The tooth to be crowned is prepared by reducing the size of the tooth, by employing local anesthesia. This is done to make space for the crown that is to be fitted. An impression of the tooth is then taken to measure the exact size. The impression is then sent to a laboratory where skilled technicians fabricate the crown. A temporary crown is fitted to avoid damages to the natural tooth while the crown is being prepared in the lab.
A bridge is used to stabilize the bite of a patient with a missing tooth or multiple missing teeth. Bridges prevent the surrounding teeth from moving or shifting into an empty space formed by a missing tooth. A missing tooth that is not replaced may cause surrounding teeth to become unstable and require removal, compromising oral health or change the shape of the face and diminish the beauty of a smile. Unlike partial dentures, bridges are permanent and do not have to be removed.

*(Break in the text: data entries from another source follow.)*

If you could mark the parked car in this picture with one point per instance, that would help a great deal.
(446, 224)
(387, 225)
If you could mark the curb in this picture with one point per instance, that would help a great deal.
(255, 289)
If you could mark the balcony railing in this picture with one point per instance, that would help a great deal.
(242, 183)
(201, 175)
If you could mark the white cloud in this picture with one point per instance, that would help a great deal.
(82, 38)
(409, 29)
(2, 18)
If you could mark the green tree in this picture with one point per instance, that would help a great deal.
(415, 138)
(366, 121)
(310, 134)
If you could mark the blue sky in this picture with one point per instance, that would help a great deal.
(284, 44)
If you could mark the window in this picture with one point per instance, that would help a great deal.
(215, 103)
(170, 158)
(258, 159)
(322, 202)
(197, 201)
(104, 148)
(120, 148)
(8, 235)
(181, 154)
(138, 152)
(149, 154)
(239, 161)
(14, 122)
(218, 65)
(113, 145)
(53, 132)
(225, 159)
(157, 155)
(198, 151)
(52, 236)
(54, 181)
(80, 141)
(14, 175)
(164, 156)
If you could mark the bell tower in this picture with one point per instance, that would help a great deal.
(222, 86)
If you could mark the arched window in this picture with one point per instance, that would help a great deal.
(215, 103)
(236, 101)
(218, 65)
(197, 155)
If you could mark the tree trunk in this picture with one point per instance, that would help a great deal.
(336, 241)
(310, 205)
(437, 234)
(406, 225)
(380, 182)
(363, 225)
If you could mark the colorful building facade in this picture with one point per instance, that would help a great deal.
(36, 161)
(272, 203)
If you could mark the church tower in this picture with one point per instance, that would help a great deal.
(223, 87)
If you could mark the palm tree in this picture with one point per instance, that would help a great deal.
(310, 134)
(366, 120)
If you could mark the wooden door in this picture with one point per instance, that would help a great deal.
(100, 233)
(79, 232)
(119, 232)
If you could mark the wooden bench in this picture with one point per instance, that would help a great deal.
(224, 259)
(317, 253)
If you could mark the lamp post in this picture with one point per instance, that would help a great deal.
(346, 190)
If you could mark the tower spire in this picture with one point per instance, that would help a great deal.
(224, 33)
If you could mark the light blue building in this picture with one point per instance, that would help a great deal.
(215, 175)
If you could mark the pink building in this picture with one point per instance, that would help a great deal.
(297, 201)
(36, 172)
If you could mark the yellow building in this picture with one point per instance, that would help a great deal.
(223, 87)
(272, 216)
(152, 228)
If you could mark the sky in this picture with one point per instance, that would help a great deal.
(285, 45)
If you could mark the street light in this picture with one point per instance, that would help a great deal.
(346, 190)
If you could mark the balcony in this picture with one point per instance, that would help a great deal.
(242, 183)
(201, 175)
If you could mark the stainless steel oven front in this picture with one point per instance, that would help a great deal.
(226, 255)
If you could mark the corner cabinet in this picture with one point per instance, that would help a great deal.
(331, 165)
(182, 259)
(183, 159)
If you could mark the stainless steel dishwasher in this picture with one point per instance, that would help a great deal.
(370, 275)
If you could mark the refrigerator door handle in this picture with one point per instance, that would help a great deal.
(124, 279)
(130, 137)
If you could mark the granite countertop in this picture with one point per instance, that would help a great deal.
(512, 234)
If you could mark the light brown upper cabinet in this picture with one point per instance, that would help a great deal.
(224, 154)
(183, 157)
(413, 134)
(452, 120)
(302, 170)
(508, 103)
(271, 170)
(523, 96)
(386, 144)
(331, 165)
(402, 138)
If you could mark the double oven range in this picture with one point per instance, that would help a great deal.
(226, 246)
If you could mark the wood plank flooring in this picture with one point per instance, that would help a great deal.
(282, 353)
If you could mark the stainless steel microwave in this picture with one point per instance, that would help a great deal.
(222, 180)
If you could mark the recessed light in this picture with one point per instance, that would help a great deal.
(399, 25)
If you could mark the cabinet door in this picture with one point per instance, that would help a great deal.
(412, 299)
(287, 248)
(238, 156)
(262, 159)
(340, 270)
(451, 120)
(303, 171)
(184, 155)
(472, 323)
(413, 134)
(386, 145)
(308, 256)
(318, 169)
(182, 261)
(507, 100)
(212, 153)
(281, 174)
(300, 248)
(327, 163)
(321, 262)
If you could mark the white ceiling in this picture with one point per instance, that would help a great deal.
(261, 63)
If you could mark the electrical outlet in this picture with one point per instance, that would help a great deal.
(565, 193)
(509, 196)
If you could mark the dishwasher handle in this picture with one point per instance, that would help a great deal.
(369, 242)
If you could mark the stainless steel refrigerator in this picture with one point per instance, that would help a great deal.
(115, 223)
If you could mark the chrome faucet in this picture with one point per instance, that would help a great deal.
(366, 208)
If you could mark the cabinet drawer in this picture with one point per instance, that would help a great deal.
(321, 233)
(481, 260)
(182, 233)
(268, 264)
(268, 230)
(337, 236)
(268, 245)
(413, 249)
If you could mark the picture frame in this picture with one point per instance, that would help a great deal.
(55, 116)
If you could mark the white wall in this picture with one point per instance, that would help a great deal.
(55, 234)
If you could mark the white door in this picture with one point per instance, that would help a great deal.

The missing tooth is replaced with an artificial tooth connected between two crowns, which are permanently cemented or bonded on the neighboring teeth. Bridges can be used to replace a small number of missing teeth if the neighboring teeth are sufficiently strong. The number of missing teeth, condition of the neighboring teeth, condition of the supporting gums and bone are all important factors which are assessed prior to making a bridge.